Não há evidência de que é possível manter as condições de vida para 7 bilhões de pessoas fora da zona climática atual. A Terra vai continuar a existir, mas nós não teremos a mínima chance

Johan Rockström

O sr. costuma afirmar que o planeta não dá a mínima importância para o que está acontecendo. O que isso quer dizer? 

O planeta tem 4,5 bilhões de anos e já passou por um estado quente, sem calotas polares, e também por uma era do gelo, com quilômetros de água congelada abaixo da superfície, ou seja, condições extremas impróprias para a vida humana. As mudanças climáticas são uma questão da humanidade. Sabemos que, para viver com o mínimo de dignidade, precisamos que o planeta se mantenha em uma condição estável, similar à que temos desde o fim da era do gelo. Precisamos dessa configuração de chuvas, estações, oceanos etc. Se ficarmos dentro das fronteiras planetárias, há uma chance de manter essas condições. Caso contrário, arriscamos desestabilizar o planeta e elevar a temperatura em 2, 3 ou 4 graus Celsius. Para se ter uma ideia, da última vez em que tivemos uma temperatura 4 graus acima, foi há 5 milhões de anos. Era um outro planeta. Não há evidência de que é possível manter as condições de vida para 7 bilhões de pessoas fora da zona climática atual. A Terra vai continuar a existir, mas nós não teremos a mínima chance. 

Mas, estamos perto de desestabilizar o planeta nesse nível? 

Estamos perigosamente perto de uma elevação de 1,5 grau Celsius. Não seria um ponto de virada, mas provocaria danos severos à economia, com ondas de calor, secas e furacões, por exemplo. Ainda é incerto, mas há cada vez mais evidências de que, se ultrapassarmos 2 graus, nos próximos 30 anos, perderemos as florestas tropicais e veremos o nível dos oceanos subir 7 metros. Não seria do dia para noite, porém estaremos condenando as gerações posteriores a um processo imparável de mudanças climáticas. Entramos em uma década decisiva. As emissões globais precisam reduzir à metade entre 2020 e 2030. Se fizermos isso, temos a chance de estabilizar a temperatura em 1,5 grau Celsius. 

Entramos nessa década decisiva com lideranças que negam as mudanças climáticas, como Donald Trump, nos Estados Unidos, e Jair Bolsonaro, no Brasil. O sr. considera esse cenário político um fracasso de cientistas e ambientalistas?
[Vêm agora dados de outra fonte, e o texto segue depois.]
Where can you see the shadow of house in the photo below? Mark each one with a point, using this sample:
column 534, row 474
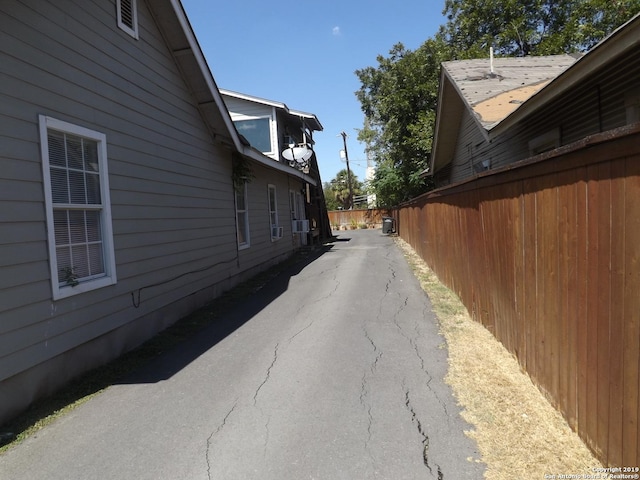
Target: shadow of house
column 123, row 178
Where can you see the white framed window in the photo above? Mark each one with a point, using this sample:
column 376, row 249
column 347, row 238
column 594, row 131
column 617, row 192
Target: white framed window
column 127, row 13
column 242, row 216
column 78, row 209
column 257, row 131
column 276, row 229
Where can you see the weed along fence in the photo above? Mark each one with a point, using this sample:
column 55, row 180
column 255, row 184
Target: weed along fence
column 346, row 219
column 546, row 254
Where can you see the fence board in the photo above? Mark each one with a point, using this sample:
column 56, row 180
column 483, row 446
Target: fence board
column 603, row 320
column 616, row 316
column 631, row 336
column 547, row 256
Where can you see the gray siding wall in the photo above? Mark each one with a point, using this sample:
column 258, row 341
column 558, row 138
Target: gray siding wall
column 262, row 247
column 171, row 194
column 595, row 106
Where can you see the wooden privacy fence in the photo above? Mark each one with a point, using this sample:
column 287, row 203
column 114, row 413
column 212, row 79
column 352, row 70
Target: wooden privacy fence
column 546, row 254
column 348, row 218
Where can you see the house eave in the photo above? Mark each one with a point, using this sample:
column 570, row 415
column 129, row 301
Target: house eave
column 622, row 40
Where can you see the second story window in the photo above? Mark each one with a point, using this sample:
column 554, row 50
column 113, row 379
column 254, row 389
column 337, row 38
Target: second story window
column 257, row 131
column 128, row 16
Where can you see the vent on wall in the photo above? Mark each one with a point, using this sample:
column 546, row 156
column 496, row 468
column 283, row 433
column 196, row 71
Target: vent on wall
column 276, row 232
column 128, row 16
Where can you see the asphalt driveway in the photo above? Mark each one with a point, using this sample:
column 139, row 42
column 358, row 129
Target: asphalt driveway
column 333, row 370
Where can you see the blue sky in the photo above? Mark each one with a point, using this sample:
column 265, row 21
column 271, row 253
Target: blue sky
column 304, row 54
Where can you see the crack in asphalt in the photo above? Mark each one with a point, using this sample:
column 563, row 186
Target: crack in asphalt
column 213, row 434
column 267, row 376
column 421, row 431
column 306, row 305
column 364, row 392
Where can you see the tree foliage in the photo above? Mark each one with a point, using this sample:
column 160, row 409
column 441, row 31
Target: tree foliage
column 337, row 194
column 399, row 96
column 531, row 27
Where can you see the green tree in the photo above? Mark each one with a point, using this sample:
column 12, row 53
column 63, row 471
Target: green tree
column 531, row 27
column 330, row 197
column 399, row 96
column 337, row 191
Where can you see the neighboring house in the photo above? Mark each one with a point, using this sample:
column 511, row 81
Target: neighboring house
column 118, row 212
column 493, row 113
column 286, row 136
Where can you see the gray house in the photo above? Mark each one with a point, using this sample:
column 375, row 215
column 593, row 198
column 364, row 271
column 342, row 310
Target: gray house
column 118, row 212
column 492, row 113
column 286, row 136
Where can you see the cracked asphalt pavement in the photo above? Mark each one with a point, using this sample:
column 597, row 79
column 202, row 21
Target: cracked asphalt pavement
column 333, row 370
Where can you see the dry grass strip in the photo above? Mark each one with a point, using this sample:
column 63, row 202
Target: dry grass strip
column 519, row 434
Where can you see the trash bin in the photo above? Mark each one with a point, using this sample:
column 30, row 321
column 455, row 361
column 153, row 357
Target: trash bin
column 387, row 225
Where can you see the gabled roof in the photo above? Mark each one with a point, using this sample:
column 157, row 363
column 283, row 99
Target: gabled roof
column 180, row 38
column 495, row 89
column 309, row 118
column 519, row 87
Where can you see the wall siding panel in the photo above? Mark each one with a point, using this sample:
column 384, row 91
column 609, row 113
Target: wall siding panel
column 172, row 199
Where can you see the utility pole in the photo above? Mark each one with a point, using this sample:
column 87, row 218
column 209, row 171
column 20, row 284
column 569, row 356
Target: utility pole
column 346, row 157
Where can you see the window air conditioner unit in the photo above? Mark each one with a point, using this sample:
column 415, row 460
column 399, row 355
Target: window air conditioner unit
column 300, row 226
column 276, row 232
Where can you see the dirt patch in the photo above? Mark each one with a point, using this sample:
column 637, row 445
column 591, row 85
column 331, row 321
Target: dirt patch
column 519, row 434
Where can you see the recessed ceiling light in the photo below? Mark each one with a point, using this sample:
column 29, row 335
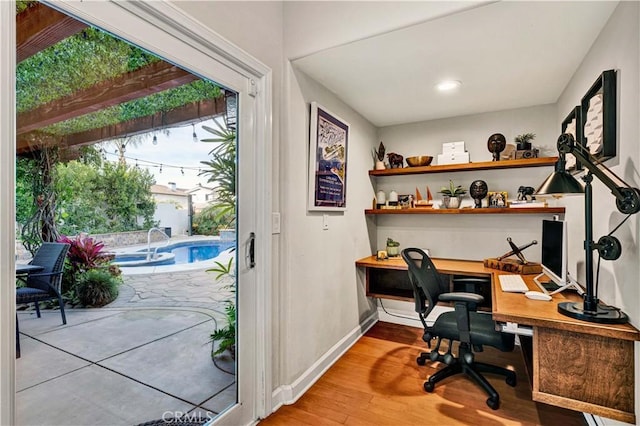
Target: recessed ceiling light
column 448, row 85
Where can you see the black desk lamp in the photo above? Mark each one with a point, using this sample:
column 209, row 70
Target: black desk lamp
column 609, row 248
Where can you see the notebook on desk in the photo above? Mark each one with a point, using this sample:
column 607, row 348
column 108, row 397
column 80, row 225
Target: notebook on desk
column 512, row 283
column 547, row 287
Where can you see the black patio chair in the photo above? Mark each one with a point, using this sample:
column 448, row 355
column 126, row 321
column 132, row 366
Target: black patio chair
column 45, row 285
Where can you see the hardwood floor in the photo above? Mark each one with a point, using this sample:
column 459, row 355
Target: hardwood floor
column 377, row 382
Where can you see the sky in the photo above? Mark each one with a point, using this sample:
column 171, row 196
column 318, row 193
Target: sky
column 177, row 153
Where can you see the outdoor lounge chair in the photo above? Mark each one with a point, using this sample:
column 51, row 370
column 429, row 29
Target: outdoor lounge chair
column 45, row 285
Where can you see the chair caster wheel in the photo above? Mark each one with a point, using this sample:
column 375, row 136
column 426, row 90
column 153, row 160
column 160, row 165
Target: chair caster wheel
column 428, row 386
column 494, row 404
column 448, row 359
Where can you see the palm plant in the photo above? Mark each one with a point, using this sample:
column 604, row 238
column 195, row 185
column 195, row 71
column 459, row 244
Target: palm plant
column 222, row 169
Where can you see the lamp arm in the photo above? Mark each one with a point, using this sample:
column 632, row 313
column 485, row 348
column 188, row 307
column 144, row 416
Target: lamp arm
column 627, row 197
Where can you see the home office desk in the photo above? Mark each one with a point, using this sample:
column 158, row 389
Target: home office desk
column 574, row 364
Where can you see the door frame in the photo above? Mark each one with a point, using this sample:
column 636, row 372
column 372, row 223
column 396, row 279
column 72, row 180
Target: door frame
column 173, row 28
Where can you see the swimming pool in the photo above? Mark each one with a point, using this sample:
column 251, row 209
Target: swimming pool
column 197, row 251
column 176, row 253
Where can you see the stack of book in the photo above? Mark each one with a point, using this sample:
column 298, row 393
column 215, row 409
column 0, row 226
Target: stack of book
column 517, row 204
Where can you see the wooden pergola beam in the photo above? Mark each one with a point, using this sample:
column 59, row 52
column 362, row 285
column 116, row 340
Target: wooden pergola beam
column 190, row 113
column 39, row 27
column 146, row 81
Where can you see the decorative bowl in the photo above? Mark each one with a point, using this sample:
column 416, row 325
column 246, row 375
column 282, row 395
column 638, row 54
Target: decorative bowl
column 422, row 160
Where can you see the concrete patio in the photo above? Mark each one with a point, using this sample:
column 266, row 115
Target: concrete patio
column 145, row 357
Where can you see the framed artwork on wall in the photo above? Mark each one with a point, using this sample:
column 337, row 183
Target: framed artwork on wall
column 599, row 118
column 328, row 143
column 572, row 124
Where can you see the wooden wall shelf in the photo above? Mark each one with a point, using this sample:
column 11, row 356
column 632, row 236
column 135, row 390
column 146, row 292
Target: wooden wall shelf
column 484, row 165
column 531, row 210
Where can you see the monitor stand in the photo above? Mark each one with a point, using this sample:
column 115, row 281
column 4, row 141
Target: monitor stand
column 572, row 284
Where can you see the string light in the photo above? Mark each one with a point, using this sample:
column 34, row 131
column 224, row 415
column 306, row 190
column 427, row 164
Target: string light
column 150, row 164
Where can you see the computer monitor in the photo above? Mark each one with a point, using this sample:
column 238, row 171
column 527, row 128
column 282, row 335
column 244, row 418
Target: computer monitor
column 555, row 258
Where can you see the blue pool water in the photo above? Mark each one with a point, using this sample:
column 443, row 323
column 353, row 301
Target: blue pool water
column 197, row 251
column 178, row 253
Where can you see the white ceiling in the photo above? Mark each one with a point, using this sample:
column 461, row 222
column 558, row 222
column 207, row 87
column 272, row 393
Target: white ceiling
column 507, row 55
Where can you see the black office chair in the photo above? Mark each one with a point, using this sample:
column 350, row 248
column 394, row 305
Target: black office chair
column 464, row 324
column 45, row 285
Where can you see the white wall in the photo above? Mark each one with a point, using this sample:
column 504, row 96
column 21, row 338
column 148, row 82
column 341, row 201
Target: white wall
column 322, row 301
column 617, row 47
column 450, row 236
column 170, row 215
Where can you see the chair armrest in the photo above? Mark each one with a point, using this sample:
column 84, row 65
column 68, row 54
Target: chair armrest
column 461, row 297
column 44, row 274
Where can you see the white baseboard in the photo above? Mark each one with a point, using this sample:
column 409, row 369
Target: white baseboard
column 288, row 394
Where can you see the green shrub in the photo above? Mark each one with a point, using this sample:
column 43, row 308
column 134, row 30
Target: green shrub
column 97, row 287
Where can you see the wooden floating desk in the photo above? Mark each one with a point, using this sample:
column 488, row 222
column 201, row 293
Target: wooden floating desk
column 574, row 364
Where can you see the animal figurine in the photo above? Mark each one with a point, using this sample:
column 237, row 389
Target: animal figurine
column 525, row 193
column 395, row 160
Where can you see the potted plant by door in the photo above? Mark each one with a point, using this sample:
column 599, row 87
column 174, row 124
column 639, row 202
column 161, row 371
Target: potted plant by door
column 451, row 195
column 393, row 248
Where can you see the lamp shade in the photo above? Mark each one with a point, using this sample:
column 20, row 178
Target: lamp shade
column 560, row 182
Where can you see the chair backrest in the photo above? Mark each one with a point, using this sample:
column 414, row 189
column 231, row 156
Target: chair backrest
column 425, row 279
column 51, row 257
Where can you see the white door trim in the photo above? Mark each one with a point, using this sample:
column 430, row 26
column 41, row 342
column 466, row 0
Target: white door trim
column 7, row 212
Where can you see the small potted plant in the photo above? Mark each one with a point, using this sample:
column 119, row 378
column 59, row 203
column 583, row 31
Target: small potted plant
column 378, row 157
column 393, row 248
column 523, row 141
column 451, row 195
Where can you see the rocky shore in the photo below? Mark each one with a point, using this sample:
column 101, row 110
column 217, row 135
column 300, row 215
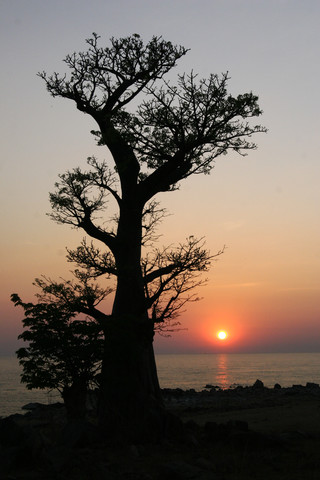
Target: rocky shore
column 240, row 433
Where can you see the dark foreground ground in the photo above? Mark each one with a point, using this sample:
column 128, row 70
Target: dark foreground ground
column 243, row 433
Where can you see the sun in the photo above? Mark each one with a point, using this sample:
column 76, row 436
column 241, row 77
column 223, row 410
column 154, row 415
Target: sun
column 222, row 335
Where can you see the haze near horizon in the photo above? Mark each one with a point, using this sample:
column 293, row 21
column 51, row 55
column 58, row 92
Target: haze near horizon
column 264, row 290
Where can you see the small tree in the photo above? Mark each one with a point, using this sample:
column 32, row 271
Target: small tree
column 174, row 132
column 62, row 353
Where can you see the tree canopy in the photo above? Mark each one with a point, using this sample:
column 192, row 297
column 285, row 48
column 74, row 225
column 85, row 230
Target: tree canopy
column 158, row 133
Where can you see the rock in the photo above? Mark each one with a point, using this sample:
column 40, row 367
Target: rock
column 179, row 470
column 79, row 434
column 33, row 406
column 312, row 385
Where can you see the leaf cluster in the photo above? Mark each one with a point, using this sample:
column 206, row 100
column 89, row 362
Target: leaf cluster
column 61, row 350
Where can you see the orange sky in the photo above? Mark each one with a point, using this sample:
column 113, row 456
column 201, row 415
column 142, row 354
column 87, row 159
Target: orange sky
column 264, row 290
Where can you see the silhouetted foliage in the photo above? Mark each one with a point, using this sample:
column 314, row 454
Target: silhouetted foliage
column 62, row 353
column 158, row 133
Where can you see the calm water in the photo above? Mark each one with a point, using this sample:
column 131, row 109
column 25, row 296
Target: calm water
column 184, row 371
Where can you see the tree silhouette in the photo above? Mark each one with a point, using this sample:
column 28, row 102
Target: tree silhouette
column 158, row 134
column 62, row 353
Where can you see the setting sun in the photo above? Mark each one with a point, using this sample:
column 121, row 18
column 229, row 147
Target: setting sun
column 222, row 335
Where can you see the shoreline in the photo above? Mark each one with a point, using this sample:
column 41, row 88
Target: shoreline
column 235, row 434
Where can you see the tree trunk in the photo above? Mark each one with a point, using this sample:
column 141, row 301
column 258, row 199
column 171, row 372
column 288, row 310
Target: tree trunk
column 130, row 407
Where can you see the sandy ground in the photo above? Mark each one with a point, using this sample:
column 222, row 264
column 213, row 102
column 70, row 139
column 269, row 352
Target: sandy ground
column 242, row 434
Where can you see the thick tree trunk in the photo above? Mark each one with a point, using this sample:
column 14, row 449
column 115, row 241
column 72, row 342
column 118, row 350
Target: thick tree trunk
column 131, row 407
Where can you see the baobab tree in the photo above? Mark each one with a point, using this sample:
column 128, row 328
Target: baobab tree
column 158, row 134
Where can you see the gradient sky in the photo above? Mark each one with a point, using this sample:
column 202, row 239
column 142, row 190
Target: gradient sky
column 265, row 288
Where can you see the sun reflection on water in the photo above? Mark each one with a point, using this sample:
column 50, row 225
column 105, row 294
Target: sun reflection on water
column 222, row 371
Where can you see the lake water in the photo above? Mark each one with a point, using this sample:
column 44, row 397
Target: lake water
column 184, row 371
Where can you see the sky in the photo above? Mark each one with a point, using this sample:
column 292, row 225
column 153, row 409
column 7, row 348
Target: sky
column 264, row 290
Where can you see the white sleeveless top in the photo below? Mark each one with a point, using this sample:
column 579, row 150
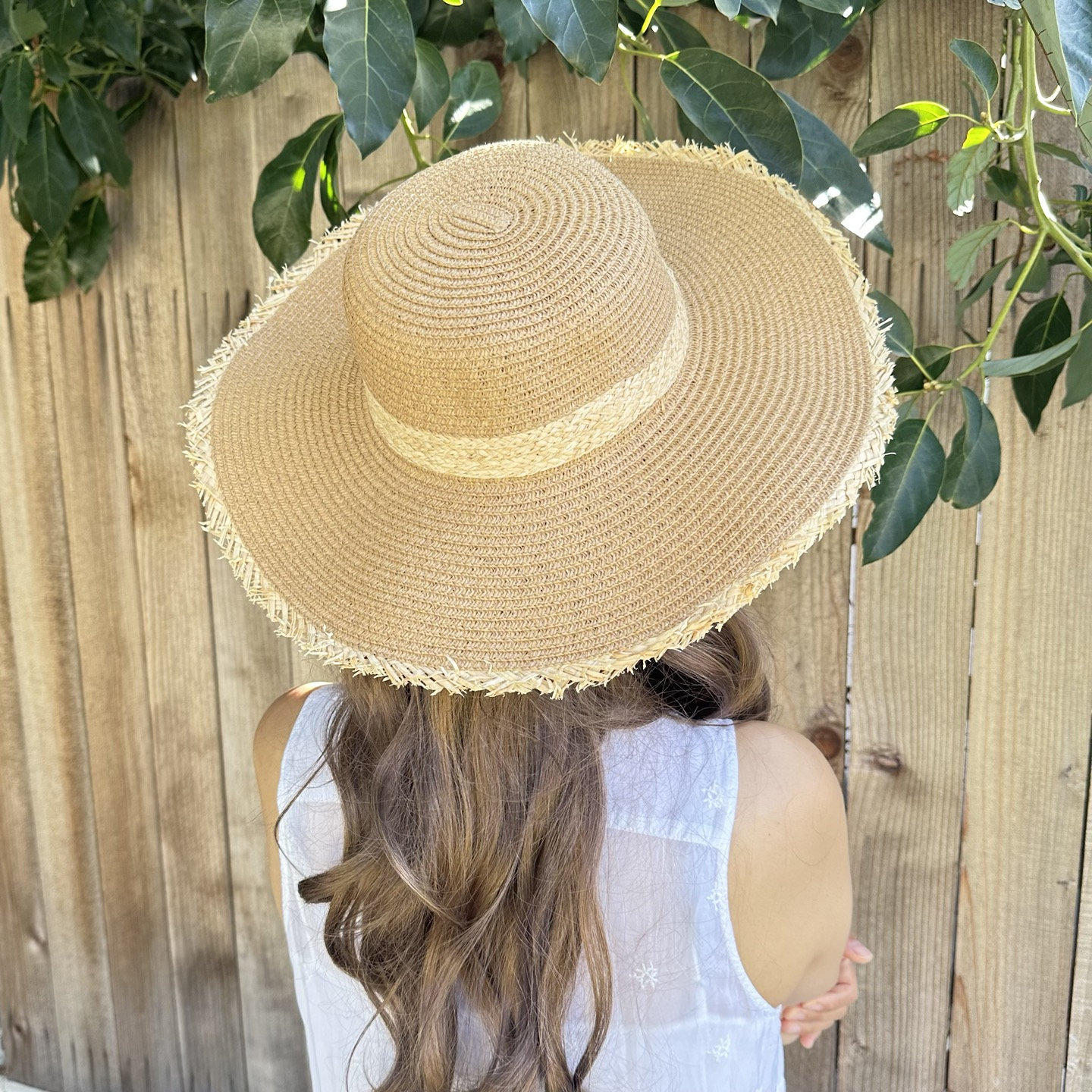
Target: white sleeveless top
column 686, row 1018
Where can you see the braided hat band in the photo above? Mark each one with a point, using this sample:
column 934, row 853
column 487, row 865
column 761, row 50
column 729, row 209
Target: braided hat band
column 541, row 413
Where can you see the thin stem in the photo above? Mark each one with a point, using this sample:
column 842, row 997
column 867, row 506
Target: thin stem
column 995, row 328
column 643, row 52
column 390, row 181
column 413, row 138
column 1047, row 221
column 648, row 17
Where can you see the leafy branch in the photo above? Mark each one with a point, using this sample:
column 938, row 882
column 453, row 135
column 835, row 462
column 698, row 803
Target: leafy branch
column 1003, row 153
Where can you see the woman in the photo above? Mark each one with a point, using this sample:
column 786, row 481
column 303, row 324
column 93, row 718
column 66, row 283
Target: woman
column 513, row 449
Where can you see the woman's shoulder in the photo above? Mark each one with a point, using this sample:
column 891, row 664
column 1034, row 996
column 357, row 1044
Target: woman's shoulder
column 789, row 883
column 271, row 739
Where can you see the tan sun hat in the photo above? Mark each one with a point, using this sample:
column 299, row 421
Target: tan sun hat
column 543, row 412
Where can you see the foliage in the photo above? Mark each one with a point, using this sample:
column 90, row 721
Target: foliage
column 1034, row 234
column 76, row 74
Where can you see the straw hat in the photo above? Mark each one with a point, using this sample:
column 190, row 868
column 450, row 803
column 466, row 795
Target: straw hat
column 543, row 412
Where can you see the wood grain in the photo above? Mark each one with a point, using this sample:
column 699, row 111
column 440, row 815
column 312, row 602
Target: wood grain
column 139, row 947
column 156, row 365
column 1028, row 759
column 27, row 1009
column 50, row 704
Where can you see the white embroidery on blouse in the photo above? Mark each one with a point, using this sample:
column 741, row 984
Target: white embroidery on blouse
column 714, row 799
column 723, row 1050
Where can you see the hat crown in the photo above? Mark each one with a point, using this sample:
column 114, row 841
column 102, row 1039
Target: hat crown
column 504, row 288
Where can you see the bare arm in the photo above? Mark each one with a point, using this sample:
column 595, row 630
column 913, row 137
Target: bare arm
column 789, row 865
column 271, row 739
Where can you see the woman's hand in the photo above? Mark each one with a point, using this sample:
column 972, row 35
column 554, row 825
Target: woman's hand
column 807, row 1020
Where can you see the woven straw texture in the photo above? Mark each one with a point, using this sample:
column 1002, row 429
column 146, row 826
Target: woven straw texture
column 543, row 412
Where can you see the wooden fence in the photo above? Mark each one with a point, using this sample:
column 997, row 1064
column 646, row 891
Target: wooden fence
column 139, row 946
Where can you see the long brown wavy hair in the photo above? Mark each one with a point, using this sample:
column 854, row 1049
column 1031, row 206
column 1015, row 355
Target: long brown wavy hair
column 473, row 829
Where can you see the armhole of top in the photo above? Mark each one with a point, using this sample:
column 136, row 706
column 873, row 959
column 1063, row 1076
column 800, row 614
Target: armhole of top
column 724, row 878
column 296, row 767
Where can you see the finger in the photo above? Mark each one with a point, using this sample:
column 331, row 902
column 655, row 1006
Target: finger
column 840, row 996
column 816, row 1024
column 858, row 951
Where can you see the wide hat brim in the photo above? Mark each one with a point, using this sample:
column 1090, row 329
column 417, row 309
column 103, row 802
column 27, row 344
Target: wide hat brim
column 779, row 416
É uma preocupação. Pela primeira vez na história da humanidade, corremos o risco de desestabilizar o planeta. Por isso, precisamos de colaboração global e de administradores planetários, que possam gerenciar as mudanças climáticas. O Acordo de Paris prova que isso é possível. Mas, você está certo, no momento em que mais precisamos de colaboração, temos o nível mais baixo de confiança entre os líderes. Resta apenas um líder climático atualmente, que é a União Europeia. Perdemos os Estados Unidos, não vemos muita coisa partindo do Canadá, a Austrália é incerta, Índia e China não se apresentam e o Brasil é uma preocupação. Agora, a comunidade científica tem se aproximado da iniciativa privada. Grandes empresas de todos os setores estão mais ativas politicamente, em muitos aspectos, bem à frente das lideranças políticas. A comunidade empresarial está começando a ver a rachadura na parede. Isso me traz esperança.